Oxidative phosphorylation is an important part of central metabolism for aerobic bacteria, so we investigated the types of cytochrome oxidases encoded in our MAGs (Figure 2). Cytochrome c oxidases, both aa3- and cbb3-type, were widespread in all three lake environments and frequently co-occurred within MAGs. aa3-type cytochromes are associated with high oxygen concentrations and cbb3-type cytochromes are associated with low oxygen concentrations (Gong et al., 2018), so the presence of genes encoding both types suggests the flexibility to operate under a range of oxygen concentrations.
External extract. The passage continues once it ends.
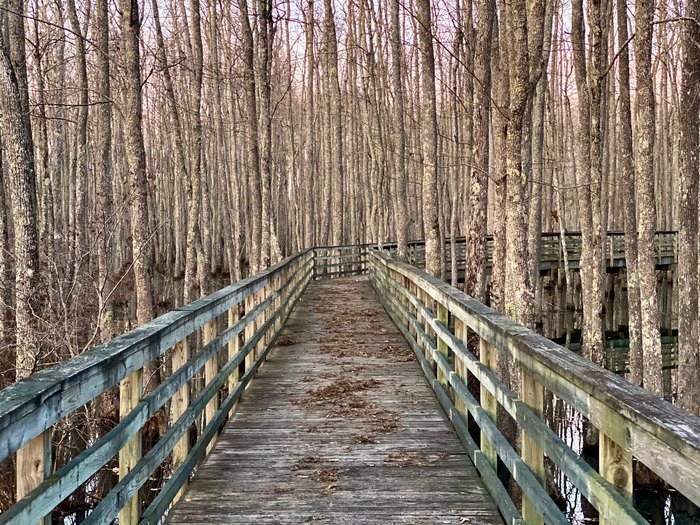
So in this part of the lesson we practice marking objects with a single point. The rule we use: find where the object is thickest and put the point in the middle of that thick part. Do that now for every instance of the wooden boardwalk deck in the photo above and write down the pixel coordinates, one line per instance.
(338, 427)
Of the quinol-based cytochrome oxidases, genes encoding cytochrome d oxidase were most often observed in MAGs from Trout Bog’s hypolimnion, while cytochrome aa3-600 was found only in MAGs classified as Bacteroidetes and Betaproteobacteria from Trout Bog’s epilimnion. Cytochrome o oxidase was observed only in a Chlamydia MAG from Lake Mendota. Alternative complex III was identified in MAGs of Verrucomicrobia in all sites, in Acidobacteria from Trout Bog (both layers), and in Bacteroidetes and Planctomycetes from Lake Mendota.
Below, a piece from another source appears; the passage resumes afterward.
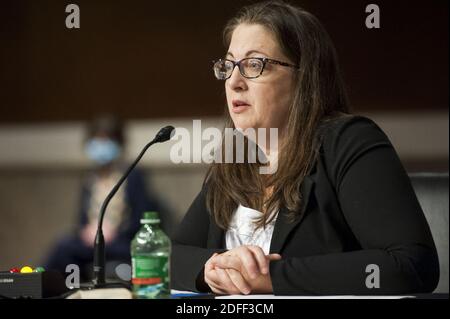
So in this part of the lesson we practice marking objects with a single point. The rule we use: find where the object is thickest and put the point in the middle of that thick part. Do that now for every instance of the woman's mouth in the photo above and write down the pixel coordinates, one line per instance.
(239, 106)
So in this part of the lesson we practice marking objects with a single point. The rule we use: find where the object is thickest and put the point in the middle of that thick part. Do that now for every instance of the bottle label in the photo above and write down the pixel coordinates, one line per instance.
(150, 270)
Similarly, hydrogen metabolism can influence other aspects of a microbe’s nutrient usage. Iron-only hydrogenases were found primarily in MAGs from Trout Bog’s hypolimnion (Figure 2, Table S3), consistent with their previously identified presence in anaerobic, often fermentative bacteria (Peters et al., 2015) and the higher observations of marker genes for iron-only hydrogenases in the hypolimnion site. Genes encoding [Ni-Fe] hydrogenases of groups 1 and 2, involved in hydrogen uptake, sensing, and nitrogen fixation, were found at significantly different frequency in all sites with the exceptions of group 2a in Lake Mendota and Trout Bog’s epilimnion and group 2b in both layers of Trout Bog. Genes encoding these hydrogenases were widespread in MAGs from Trout Bog’s hypolimion, found only in Chlorobiales MAGs in Trout Bog’s epilimnion, and rarely observed in MAGs from Lake Mendota. Group 3 [Ni-Fe] hydrogenases were detected differentially at each site dependent on their subtype and were identified in MAGs belonging to Cyanobacteria and Chlorobiales in both lakes. This finding is consistent with the proposed function of Group 3d, which is to remove excess electrons produced by photosynthesis. Group 4 [Ni-Fe] hydrogenases were not observed significantly more or less in any site.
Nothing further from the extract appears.